Perhaps establishing authorized mirror sites for app downloads and info and also combining resources and expertise will help maintain an effective online presence for the currently affected sites. After all, knowledge is like the genie that escaped from the bottle. Rather difficult to get it back again and contained/hidden once it's been out in the public.

They can take down your sites but they cannot take our knowledge!

(Blue paint and kilts optional. ;) )

(Edited because I managed to screw up my paraphrase of Gibson's battle cry. That's Mel, not Steve. LOL.)

I guess there was a certain amount of putting the head in the sand happening ;) I'll admit that. But I didn't stay ignorant of the facts or learn as much as I could about protecting the best I could. But I definitely rationalized why I was not a likely ddos target although I wasnt naive enough to think I never would be. I just didn't see a solution so I hoped for the best I guess. I'm sure others had/have similar thoughts.

I have every intention of sharing everything I learn whether learned through my own research or taught to me. In fact today I was doing a lot of groundwork research in preparation for the return of NI. :) When that will be has yet to be determined. But it is returning and sooner rather than later. :D I'm also working on some alternative ways of getting Spybotsd forum back up. That should be established within a day or so. I know others have set up mirror download locations for the tools everyone depends on.

-{ Quote: "Blue paint and kilts optional. " }-

LOL :D

-{ Quote: " quoting: Eagle1 link=board=18;threadid=23204;start=45#msg138385 date=1078197618]
In fact today I was doing a lot of groundwork research in preparation for the return of NI. :)
LOL :D
" }- http://www.emotipad.com/newemoticons/Big-Thumbs-Up.gif This I would be glad to see.

Pete

I don't know if anybody responded to your question about using Jason's bot detector but we talked about this batch file a few years ago.
Not many of us still find a need for using DOS files anymore.
We talked about adding more ports to his batchfile. It has been so long ago, I just can't remember what was all said in that old thread.
This is Jason's basic BATCH file. All basic DOS and NETSTAT commands which can be edited to whatever you want it to look for. If I missed the post to your answer about Jason's BOT batch file , I am sorry. I think I memtioned in my old post about not liking the idea of executing an EXE in the batch file.
the last part of the batch file shown here.
"@echo on
dir rundil.exe /s
@echo off
@echo Test #3 complete. If "File Not Found" is displayed your
@echo system passed the test."

controler

@echo off
@echo The commands this batch file executes will check for the
@echo presense of IRC Bots. Each test will let you know how to
@echo whether or not your system passed the test.

@echo Make sure any valid IRC program is closed down before
@echo you run this or you might get a false positive. (If you
@echo don't know what IRC is, chances are you don't have to
@echo worry about closing down any programs.)
pause

@echo Test #1:
@echo on
netstat -an | find ":6667"
@echo off
@echo Test #1 complete. If there is no line between this and the
@echo command above, your system passed the test.
pause

@echo Test #2:
@echo on
netstat -an | find ":113 "
@echo off
@echo Test #2 complete. If there is no line between this and the
@echo command above, your system passed the test.
pause

@echo Test #3:
@echo off
c:\
cd c:\
@echo on
dir rundil.exe /s
@echo off
@echo Test #3 complete. If "File Not Found" is displayed your
@echo system passed the test.

@echo Tests Completed.
pause

Thanks, con - I had already re-d/l'ed and installed and ran it myself to see if it was functioning correctly (it was).
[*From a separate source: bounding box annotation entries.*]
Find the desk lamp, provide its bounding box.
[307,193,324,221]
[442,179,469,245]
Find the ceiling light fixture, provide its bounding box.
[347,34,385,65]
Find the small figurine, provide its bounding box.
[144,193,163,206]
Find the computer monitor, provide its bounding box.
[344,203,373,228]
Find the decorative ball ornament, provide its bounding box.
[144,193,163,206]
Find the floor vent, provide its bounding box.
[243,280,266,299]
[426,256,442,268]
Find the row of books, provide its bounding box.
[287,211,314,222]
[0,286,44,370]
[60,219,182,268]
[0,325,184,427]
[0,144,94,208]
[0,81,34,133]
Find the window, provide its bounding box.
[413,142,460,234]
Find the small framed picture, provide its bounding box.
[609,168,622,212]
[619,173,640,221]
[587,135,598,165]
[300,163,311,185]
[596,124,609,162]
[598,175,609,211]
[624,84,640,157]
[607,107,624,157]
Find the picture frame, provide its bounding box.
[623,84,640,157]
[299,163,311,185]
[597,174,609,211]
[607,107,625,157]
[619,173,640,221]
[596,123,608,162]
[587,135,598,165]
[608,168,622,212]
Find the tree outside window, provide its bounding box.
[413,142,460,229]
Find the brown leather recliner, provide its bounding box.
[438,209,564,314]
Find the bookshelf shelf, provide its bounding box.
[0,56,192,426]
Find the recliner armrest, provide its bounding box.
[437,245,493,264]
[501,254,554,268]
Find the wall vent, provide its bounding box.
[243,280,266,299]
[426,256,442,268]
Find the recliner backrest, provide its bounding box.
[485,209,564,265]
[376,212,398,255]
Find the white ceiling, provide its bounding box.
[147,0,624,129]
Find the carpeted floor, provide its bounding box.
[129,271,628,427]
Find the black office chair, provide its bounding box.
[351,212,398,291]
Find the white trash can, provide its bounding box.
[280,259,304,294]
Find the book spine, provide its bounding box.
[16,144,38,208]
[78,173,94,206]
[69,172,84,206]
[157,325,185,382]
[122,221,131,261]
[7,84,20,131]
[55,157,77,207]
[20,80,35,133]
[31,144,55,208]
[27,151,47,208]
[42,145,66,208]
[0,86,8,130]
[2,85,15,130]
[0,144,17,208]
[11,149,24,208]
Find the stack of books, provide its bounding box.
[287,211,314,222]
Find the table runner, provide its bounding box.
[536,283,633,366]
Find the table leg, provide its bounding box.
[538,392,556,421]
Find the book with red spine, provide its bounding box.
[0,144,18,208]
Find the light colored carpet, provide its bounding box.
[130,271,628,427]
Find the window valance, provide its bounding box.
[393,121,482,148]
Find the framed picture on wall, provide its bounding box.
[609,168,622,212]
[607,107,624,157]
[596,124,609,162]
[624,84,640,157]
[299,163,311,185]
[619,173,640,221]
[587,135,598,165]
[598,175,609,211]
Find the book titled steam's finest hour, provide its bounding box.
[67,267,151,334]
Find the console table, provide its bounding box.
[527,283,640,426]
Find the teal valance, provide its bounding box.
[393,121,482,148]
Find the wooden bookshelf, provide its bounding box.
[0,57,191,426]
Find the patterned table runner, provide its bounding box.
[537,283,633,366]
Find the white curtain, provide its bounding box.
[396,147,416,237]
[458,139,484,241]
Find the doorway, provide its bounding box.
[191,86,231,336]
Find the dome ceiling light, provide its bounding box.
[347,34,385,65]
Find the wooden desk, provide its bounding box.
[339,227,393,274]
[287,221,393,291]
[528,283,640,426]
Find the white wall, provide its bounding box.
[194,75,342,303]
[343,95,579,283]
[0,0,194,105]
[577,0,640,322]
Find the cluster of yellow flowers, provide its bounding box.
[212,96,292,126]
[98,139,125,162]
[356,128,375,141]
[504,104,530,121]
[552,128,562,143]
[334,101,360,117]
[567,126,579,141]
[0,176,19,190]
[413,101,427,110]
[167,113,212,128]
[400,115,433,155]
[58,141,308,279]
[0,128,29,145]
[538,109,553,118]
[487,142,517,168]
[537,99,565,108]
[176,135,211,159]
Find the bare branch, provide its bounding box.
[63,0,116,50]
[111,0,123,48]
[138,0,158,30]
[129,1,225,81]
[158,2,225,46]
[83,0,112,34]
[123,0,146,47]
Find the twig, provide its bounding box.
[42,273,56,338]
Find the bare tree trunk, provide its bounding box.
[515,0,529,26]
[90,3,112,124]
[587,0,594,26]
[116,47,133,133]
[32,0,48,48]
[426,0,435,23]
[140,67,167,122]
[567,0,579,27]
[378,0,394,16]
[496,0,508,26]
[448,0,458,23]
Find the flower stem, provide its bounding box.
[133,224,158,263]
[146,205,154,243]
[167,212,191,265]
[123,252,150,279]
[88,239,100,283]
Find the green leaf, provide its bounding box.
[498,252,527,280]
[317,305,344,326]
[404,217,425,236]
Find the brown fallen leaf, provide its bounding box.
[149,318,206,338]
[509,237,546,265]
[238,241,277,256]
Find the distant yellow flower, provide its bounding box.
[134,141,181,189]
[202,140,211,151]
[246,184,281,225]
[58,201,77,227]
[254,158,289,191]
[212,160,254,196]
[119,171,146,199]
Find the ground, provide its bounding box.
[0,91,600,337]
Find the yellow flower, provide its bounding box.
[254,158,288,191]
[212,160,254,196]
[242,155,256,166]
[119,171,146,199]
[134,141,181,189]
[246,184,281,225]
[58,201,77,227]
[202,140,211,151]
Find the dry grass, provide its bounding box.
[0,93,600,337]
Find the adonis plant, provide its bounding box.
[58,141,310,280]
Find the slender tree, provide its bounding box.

The reason I suggested its' use was because it was so simple for the average user to utilize, and I thought that any hinky results could give some otherwise unseen clues.

But since everyone has clammed up on this issue, I'll just let the "brains" handle it - other than initiating a couple of threads, I don't have anything more of value to contribute to the problem, anyway. Later. Pete

In reference to sites taken down during the old Proxo days, Computer Cops was one of the few that remained as a source for support and download (including Yahoo). Hardware certainly does play a role.